Physicians managing Dravet syndrome must therefore work with a narrower toolkit. First-line options include sodium valproate and clobazam, sometimes combined with stiripentol in a triple-therapy approach. Since 2018, cannabidiol (Epidiolex) has been FDA-approved specifically for the condition, offering additional seizure control for some patients. The ketogenic diet — a high-fat, very low-carbohydrate regimen — can also help in select cases, according to the Epilepsy Foundation.

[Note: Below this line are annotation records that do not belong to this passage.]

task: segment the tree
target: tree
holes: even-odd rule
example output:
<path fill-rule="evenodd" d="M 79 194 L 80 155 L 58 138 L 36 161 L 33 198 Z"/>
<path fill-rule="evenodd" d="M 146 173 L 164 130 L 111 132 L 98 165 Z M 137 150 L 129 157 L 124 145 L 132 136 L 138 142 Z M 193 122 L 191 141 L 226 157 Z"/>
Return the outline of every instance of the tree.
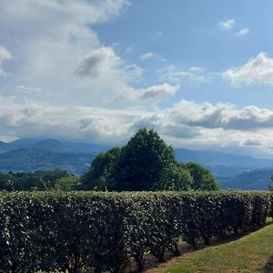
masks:
<path fill-rule="evenodd" d="M 54 188 L 56 190 L 69 191 L 77 189 L 80 182 L 79 176 L 69 176 L 58 178 L 55 184 Z"/>
<path fill-rule="evenodd" d="M 175 162 L 165 169 L 160 184 L 155 185 L 154 190 L 189 190 L 192 188 L 193 177 L 184 165 Z"/>
<path fill-rule="evenodd" d="M 99 153 L 91 163 L 88 171 L 81 177 L 83 189 L 112 190 L 113 171 L 120 157 L 121 148 L 113 147 Z"/>
<path fill-rule="evenodd" d="M 184 164 L 193 177 L 192 188 L 195 190 L 218 190 L 219 184 L 214 175 L 197 163 Z"/>
<path fill-rule="evenodd" d="M 114 168 L 114 189 L 154 189 L 156 185 L 160 185 L 164 171 L 174 163 L 173 148 L 157 132 L 139 129 L 122 148 Z"/>
<path fill-rule="evenodd" d="M 13 173 L 4 174 L 0 172 L 0 190 L 11 191 L 15 185 L 15 176 Z"/>
<path fill-rule="evenodd" d="M 16 173 L 15 175 L 15 190 L 45 190 L 44 181 L 33 173 Z"/>

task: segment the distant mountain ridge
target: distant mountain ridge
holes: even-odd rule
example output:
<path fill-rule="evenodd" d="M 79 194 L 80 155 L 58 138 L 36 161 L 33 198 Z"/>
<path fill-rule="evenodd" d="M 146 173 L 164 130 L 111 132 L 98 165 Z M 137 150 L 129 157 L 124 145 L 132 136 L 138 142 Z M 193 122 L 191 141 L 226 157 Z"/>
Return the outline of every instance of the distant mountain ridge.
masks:
<path fill-rule="evenodd" d="M 192 151 L 175 149 L 176 157 L 179 161 L 195 161 L 199 164 L 223 165 L 227 167 L 239 166 L 249 168 L 262 168 L 272 166 L 273 159 L 256 158 L 249 156 L 215 151 Z"/>
<path fill-rule="evenodd" d="M 0 144 L 0 171 L 62 168 L 70 173 L 83 174 L 96 154 L 107 149 L 107 147 L 91 143 L 21 138 Z"/>
<path fill-rule="evenodd" d="M 0 142 L 0 171 L 62 168 L 70 173 L 83 174 L 97 153 L 109 148 L 107 146 L 53 138 Z M 273 160 L 270 159 L 185 148 L 176 148 L 175 154 L 178 161 L 194 161 L 210 169 L 222 188 L 266 189 L 270 184 L 269 175 L 273 174 Z"/>

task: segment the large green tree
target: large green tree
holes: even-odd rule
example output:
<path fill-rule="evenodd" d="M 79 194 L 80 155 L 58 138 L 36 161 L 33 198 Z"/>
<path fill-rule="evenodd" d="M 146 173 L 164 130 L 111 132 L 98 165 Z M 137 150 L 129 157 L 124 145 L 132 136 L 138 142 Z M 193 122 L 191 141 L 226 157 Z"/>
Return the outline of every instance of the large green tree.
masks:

Despite these options, most patients continue to experience frequent seizures throughout their lives.

Beyond Seizures: The Full Burden of the Disease

Seizures are only part of the story. As children with Dravet syndrome grow older, intellectual disability — often moderate to severe — becomes apparent by school age. Many develop speech impairments, behavioral difficulties resembling ADHD or autism spectrum disorder, and an abnormal crouching gait during adolescence.

There is also a heightened risk of SUDEP (Sudden Unexpected Death in Epilepsy), which occurs at a significantly higher rate in Dravet patients than in the general epilepsy population, according to the National Organization for Rare Disorders.

A New Approach: Fixing the Gene's Output

Rather than suppressing seizures after they start, researchers are now targeting the underlying genetic defect. The most advanced candidate is zorevunersen, an antisense oligonucleotide (ASO) — a short synthetic strand of DNA-like molecules designed to alter how the SCN1A gene's instructions are processed.

In a healthy cell, some SCN1A transcripts are accidentally degraded before they can be translated into protein. Zorevunersen binds to the faulty splice site responsible for this waste, redirecting the cell to produce more functional sodium channel protein from the one working copy of the gene. In a Phase 1/2 trial published in the New England Journal of Medicine, the drug reduced convulsive seizure frequency by up to 91% in some patients, while also improving cognition and behavior scores.

A separate gene therapy approach — ETX101, from Encoded Therapeutics — aims to deliver a regulatory molecule directly into neurons to boost SCN1A activity, with early trial results showing meaningful developmental gains in young children treated before age two.

Neither therapy is yet approved, but both represent a fundamental shift: from managing a disease to potentially correcting its cause at the molecular level — a goal that seemed remote when Dravet syndrome was first described by French neurologist Charlotte Dravet in 1978.